Kegiatan ini menjadi bagian dari upaya FEBI dalam memperkuat kesadaran sivitas akademika mengenai pentingnya pencegahan kekerasan seksual sekaligus membangun budaya kampus yang menghormati hak setiap individu tanpa diskriminasi. Workshop menghadirkan Elsa Lalasari, S.Sos., CHA, fasilitator pengembangan diri dan komunikasi, serta Royani Afriani, M.Pd, anggota Tim Pusat Studi Gender, Anak, dan Disabilitas (LP2M) UIN Siber Syekh Nurjati Cirebon. Acara dipandu oleh Apt. Haqoiroh, S.Farm., M.Clin.Pharm. sebagai moderator dan diikuti oleh mahasiswa serta sivitas akademika FEBI.
Tingkatkan Kesadaran Mahasiswa tentang Pencegahan Kekerasan Seksual
Dalam sesi pertama, Elsa Lalasari menekankan bahwa kekerasan seksual merupakan persoalan serius yang tidak hanya meninggalkan dampak fisik, tetapi juga memengaruhi kondisi psikologis, sosial, hingga proses belajar korban. Oleh karena itu, menurutnya, seluruh warga kampus memiliki tanggung jawab untuk menciptakan ruang yang aman, saling menghormati, dan bebas dari segala bentuk kekerasan.

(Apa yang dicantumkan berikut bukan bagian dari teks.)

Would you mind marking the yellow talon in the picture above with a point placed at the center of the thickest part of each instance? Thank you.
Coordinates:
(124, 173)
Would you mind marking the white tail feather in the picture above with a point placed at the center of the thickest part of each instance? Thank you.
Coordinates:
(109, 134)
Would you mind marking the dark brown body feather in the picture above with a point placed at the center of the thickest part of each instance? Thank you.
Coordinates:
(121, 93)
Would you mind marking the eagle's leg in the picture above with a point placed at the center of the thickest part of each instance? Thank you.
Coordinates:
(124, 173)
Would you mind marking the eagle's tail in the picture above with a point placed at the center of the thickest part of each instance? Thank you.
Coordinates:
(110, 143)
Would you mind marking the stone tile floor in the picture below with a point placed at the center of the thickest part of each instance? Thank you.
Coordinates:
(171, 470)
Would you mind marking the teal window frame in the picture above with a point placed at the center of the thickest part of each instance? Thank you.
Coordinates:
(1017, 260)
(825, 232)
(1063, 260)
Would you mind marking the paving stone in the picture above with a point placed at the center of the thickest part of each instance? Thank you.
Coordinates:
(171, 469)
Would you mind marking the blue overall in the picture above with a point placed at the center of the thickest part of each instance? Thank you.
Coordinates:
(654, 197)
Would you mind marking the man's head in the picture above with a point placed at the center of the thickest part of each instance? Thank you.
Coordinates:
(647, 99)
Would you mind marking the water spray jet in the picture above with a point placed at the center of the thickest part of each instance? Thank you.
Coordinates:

"Kampus harus menjadi ruang yang aman bagi semua, termasuk mahasiswa dan penyandang disabilitas. Pencegahan kekerasan seksual memerlukan kesadaran bersama, empati, dan keberanian untuk saling menjaga," ujarnya.
Ia juga mengajak mahasiswa untuk membangun komunikasi yang sehat, menghargai batasan pribadi, serta tidak ragu melaporkan apabila mengetahui atau mengalami tindakan kekerasan seksual.

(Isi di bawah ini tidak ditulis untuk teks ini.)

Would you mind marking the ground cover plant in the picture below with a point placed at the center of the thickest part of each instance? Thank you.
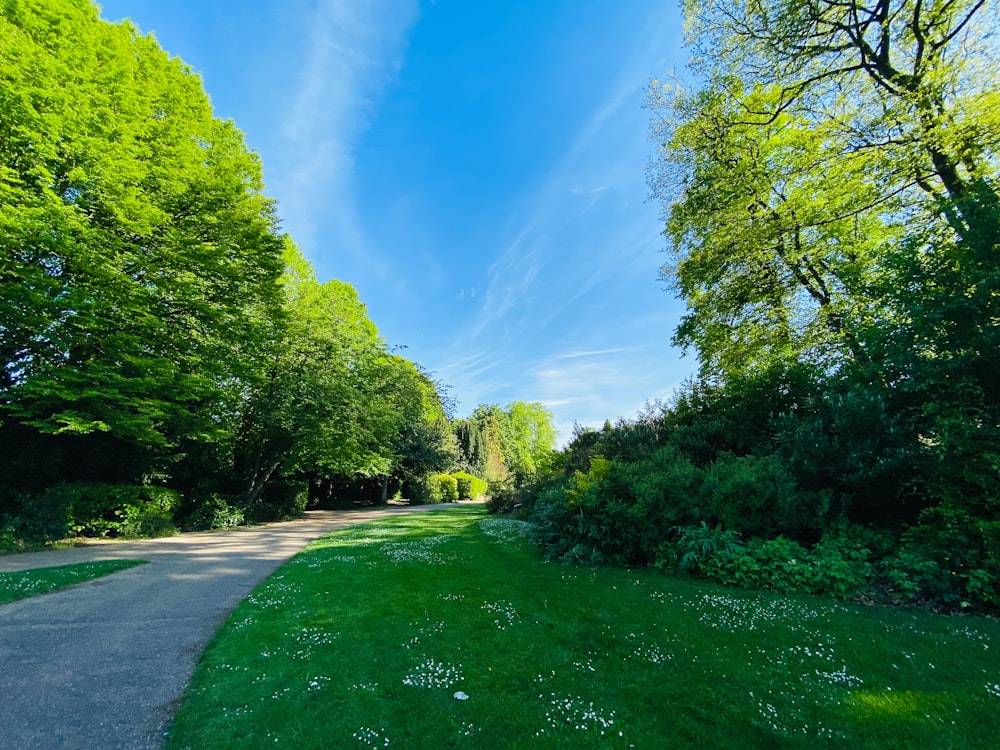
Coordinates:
(25, 583)
(446, 629)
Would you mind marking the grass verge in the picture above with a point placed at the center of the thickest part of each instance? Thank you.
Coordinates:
(25, 583)
(367, 637)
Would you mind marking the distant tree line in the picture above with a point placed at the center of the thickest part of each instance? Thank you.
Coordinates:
(830, 189)
(169, 356)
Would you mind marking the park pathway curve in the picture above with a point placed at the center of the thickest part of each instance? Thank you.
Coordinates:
(102, 665)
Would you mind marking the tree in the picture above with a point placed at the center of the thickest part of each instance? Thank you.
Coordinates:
(138, 254)
(323, 407)
(515, 442)
(837, 165)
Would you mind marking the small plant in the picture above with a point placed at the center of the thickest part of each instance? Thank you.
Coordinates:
(470, 487)
(443, 488)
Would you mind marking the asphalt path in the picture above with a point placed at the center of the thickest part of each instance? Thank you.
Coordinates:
(102, 665)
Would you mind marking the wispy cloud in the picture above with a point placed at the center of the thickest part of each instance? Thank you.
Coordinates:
(561, 293)
(353, 50)
(597, 353)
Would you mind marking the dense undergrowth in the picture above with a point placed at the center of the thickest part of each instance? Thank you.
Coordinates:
(767, 491)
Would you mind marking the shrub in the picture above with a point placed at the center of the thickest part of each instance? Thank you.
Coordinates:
(443, 488)
(98, 510)
(759, 496)
(616, 513)
(214, 511)
(949, 559)
(279, 501)
(470, 487)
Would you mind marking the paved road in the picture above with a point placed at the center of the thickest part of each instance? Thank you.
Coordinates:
(102, 665)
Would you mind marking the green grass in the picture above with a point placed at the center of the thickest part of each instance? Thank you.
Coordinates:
(364, 638)
(25, 583)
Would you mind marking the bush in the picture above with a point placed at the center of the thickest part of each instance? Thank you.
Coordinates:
(758, 496)
(949, 560)
(442, 488)
(470, 487)
(214, 511)
(98, 510)
(280, 500)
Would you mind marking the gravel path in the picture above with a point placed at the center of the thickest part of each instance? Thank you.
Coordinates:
(103, 664)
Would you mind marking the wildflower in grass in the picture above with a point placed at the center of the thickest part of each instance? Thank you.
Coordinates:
(371, 738)
(368, 687)
(317, 683)
(575, 714)
(505, 611)
(431, 673)
(505, 529)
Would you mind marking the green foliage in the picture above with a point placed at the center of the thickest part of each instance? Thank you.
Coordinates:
(155, 325)
(280, 501)
(442, 488)
(214, 511)
(514, 443)
(139, 252)
(470, 487)
(759, 496)
(98, 510)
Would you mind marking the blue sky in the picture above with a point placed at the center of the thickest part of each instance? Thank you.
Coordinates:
(474, 168)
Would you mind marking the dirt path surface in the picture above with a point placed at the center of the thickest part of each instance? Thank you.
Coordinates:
(102, 665)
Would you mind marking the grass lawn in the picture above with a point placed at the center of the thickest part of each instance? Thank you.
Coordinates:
(22, 584)
(367, 637)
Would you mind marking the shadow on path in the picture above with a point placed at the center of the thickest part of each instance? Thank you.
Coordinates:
(102, 665)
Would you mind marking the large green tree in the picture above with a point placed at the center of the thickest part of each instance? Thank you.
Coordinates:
(138, 254)
(834, 170)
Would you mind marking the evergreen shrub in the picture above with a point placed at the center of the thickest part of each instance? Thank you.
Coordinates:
(214, 510)
(98, 510)
(470, 487)
(280, 501)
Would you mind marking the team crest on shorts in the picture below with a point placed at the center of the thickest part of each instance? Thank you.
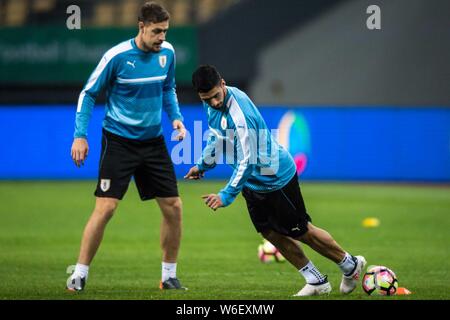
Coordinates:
(105, 184)
(162, 61)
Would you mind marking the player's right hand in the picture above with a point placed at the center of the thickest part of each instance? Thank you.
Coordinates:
(80, 150)
(194, 174)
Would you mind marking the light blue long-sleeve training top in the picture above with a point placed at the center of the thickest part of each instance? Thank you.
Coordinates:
(240, 132)
(138, 86)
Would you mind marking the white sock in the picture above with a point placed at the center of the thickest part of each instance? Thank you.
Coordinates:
(169, 270)
(81, 270)
(312, 274)
(347, 265)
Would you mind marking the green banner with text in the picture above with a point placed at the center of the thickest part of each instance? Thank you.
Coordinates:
(49, 55)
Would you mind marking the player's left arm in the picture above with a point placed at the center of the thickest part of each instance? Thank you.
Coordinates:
(170, 101)
(243, 140)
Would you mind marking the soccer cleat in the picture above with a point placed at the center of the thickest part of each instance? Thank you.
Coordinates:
(171, 283)
(314, 289)
(75, 283)
(349, 283)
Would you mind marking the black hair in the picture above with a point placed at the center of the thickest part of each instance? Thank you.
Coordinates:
(153, 12)
(205, 78)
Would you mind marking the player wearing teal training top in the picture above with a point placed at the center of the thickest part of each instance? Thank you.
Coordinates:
(139, 78)
(265, 173)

Dorong Sistem Perlindungan yang Inklusif
Sementara itu, Royani Afriani memaparkan pentingnya sistem penanganan kasus yang responsif dan berpihak kepada korban, khususnya bagi kelompok rentan seperti penyandang disabilitas. Menurutnya, kampus perlu memastikan seluruh mekanisme pencegahan dan penanganan dapat diakses secara adil oleh semua pihak.
"Pencegahan dan penanganan kekerasan seksual harus dilakukan dengan pendekatan yang inklusif. Semua pihak perlu memahami mekanisme perlindungan agar korban memperoleh rasa aman dan pendampingan yang tepat," jelasnya.

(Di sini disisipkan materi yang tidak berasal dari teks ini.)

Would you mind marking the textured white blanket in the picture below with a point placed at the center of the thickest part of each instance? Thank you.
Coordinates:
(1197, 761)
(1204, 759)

Ia juga mendorong mahasiswa untuk menjadi agen perubahan yang mampu menumbuhkan budaya saling menghargai, menjunjung kesetaraan, dan menolak segala bentuk diskriminasi maupun kekerasan di lingkungan kampus.
Diskusi Interaktif Perkuat Pemahaman Peserta

Workshop berlangsung secara interaktif melalui sesi diskusi dan tanya jawab. Peserta aktif mengajukan berbagai pertanyaan terkait bentuk-bentuk kekerasan seksual, langkah pencegahan, prosedur pelaporan, hingga mekanisme pendampingan bagi korban.
Antusiasme peserta menunjukkan tingginya kepedulian mahasiswa terhadap pentingnya membangun lingkungan akademik yang aman, inklusif, dan berperspektif perlindungan hak asasi.
Wujudkan Kampus yang Aman dan Berkeadilan
Melalui kegiatan ini, FEBI UIN Siber Syekh Nurjati Cirebon berharap seluruh sivitas akademika semakin memahami pentingnya menciptakan lingkungan kampus yang bebas dari kekerasan seksual. Workshop ini juga menjadi bagian dari komitmen fakultas dalam memperkuat edukasi mengenai kesetaraan, penghormatan terhadap hak setiap individu, serta perlindungan bagi seluruh mahasiswa, termasuk penyandang disabilitas.
Dengan menghadirkan ruang diskusi yang edukatif dan kolaboratif, FEBI terus berupaya membangun budaya akademik yang aman, inklusif, dan berlandaskan nilai-nilai kemanusiaan sebagai fondasi terciptanya lingkungan belajar yang sehat dan bermartabat.